Our right, resulting from injury done to our interests, took us to Mexico. We are unwilling to leave anarchy behind us, because we do not wish to have fresh wrongs to avenge, or interests again compromised to defend. We have already withdrawn some of our troops, and we shall recall them all gradually, according to the re-establishment of order and the pacification of the country. We look forward with the sincerest wishes to the day when the last French soldier shall quit Mexico. Those whom our presence disturbs or incommodes may contribute to the approach of that moment. There can be no doubt that excitements from outside keep up agitation. Let those encouragements cease; let them allow that unfortunate country, weary of anarchy, to become tranquil and organize itself under a government calculated to heal the wounds inflicted; order and tranquillity will soon be established, and the term assigned for our occupation will be greatly abridged. But the fact should be well borne in mind that we are not in the habit of hastening our steps on account of haughty injunctions or threatening insinuations.
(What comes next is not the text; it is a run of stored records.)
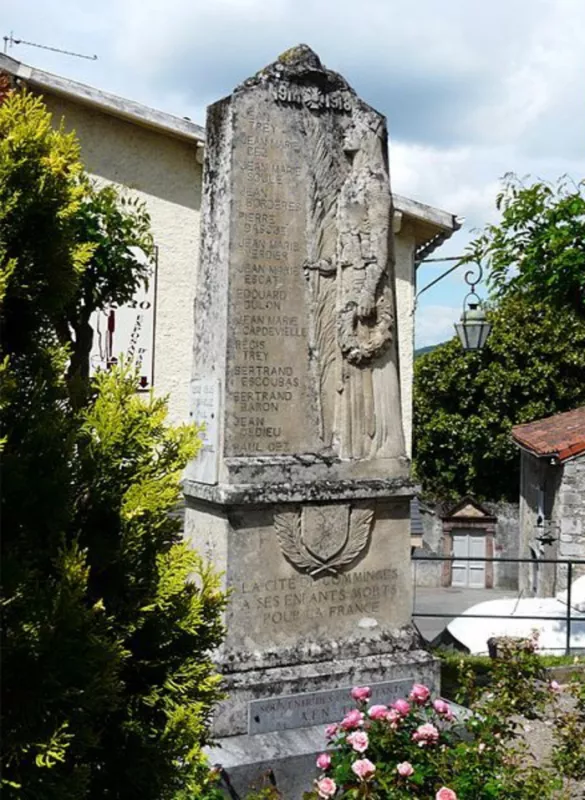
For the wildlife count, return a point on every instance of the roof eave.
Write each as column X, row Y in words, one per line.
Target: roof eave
column 104, row 101
column 442, row 223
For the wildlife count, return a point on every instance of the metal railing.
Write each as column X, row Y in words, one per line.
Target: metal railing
column 567, row 617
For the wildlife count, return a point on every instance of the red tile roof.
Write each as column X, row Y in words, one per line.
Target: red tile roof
column 562, row 435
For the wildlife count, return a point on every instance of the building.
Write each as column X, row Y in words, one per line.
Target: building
column 159, row 158
column 552, row 499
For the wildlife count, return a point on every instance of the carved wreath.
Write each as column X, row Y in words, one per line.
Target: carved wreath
column 289, row 531
column 352, row 348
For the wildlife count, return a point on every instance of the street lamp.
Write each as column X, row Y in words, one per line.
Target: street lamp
column 474, row 328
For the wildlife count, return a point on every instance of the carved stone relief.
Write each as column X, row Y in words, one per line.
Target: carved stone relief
column 348, row 273
column 322, row 539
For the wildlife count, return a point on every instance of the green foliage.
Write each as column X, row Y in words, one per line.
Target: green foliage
column 569, row 752
column 538, row 247
column 465, row 404
column 481, row 755
column 108, row 617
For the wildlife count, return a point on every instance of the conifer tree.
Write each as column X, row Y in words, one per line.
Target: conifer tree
column 109, row 618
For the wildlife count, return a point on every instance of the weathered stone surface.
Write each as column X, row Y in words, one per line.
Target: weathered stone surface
column 296, row 225
column 302, row 502
column 288, row 592
column 244, row 688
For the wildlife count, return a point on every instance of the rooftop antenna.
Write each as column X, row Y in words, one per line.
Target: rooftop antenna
column 10, row 41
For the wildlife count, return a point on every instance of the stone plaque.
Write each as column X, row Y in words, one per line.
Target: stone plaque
column 204, row 408
column 316, row 708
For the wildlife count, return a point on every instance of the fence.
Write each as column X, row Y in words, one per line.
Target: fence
column 568, row 617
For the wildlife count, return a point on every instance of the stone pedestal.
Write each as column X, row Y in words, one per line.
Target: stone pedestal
column 301, row 494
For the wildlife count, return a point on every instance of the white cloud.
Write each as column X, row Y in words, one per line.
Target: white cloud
column 434, row 324
column 471, row 90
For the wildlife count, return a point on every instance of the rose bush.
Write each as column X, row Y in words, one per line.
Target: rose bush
column 420, row 747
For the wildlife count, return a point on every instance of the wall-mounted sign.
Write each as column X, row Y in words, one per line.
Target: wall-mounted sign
column 128, row 331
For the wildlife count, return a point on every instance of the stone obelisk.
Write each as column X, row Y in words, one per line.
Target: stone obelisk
column 301, row 494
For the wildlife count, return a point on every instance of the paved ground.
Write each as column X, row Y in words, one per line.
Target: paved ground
column 450, row 601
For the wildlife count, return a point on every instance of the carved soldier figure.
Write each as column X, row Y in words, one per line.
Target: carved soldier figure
column 352, row 301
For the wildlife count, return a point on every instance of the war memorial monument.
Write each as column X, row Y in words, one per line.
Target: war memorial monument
column 300, row 496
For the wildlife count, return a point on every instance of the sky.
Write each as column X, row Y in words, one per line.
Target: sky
column 472, row 89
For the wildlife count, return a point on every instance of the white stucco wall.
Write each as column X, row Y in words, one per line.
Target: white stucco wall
column 404, row 245
column 164, row 172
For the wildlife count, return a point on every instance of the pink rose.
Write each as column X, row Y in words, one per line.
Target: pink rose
column 326, row 787
column 359, row 741
column 419, row 693
column 441, row 707
column 324, row 761
column 426, row 734
column 363, row 768
column 445, row 794
column 378, row 712
column 361, row 693
column 353, row 719
column 405, row 769
column 394, row 717
column 402, row 706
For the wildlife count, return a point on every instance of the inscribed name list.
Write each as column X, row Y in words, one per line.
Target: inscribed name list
column 269, row 381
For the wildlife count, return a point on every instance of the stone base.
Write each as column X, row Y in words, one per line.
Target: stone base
column 287, row 757
column 284, row 712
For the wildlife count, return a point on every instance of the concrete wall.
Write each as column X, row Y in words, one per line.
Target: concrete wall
column 506, row 543
column 163, row 171
column 539, row 483
column 570, row 510
column 404, row 271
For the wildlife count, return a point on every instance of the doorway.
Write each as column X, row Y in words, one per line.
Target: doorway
column 469, row 574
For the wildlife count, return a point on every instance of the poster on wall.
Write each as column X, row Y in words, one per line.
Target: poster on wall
column 127, row 332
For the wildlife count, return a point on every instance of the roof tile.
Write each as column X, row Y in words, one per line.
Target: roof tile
column 562, row 435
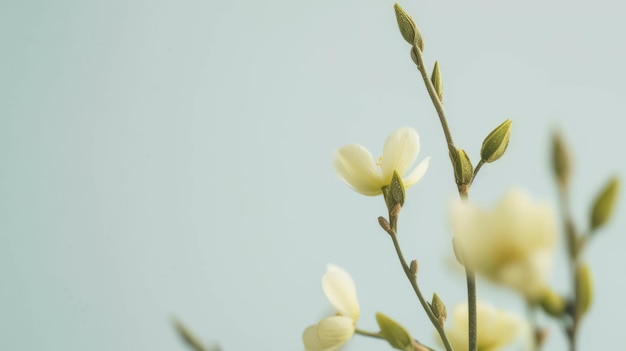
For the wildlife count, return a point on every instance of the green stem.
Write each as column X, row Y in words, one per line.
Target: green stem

You will have the goodness, Monsieur le Marquis, to take in the full meaning of this despatch, and to communicate those explanations to the federal government. They have for object, and we desire that they should have for effect, to clear up the situation and remove all doubts as to our intentions. We hope for a reply in the same spirit of frankness and conciliation that has dictated our own language. It is not worthy of two great nations to allow anything equivocal to subsist between them, and their governments would incur a severe blame in history, and a grave responsibility at the present time, if, in default of preliminary explanation, they were to abandon to the chance of circumstances and unforeseen incidents the maintenance of their good relations and the preservation of peace. Confident in the straightforward common sense of the American people and the enlightened sagacity of its government, we are unwilling to believe that temporary impulses can, against all that is common to us both in old reminiscences, against present interests and future prospects, prevent a truly solid and durable basis for the alliance between the two countries.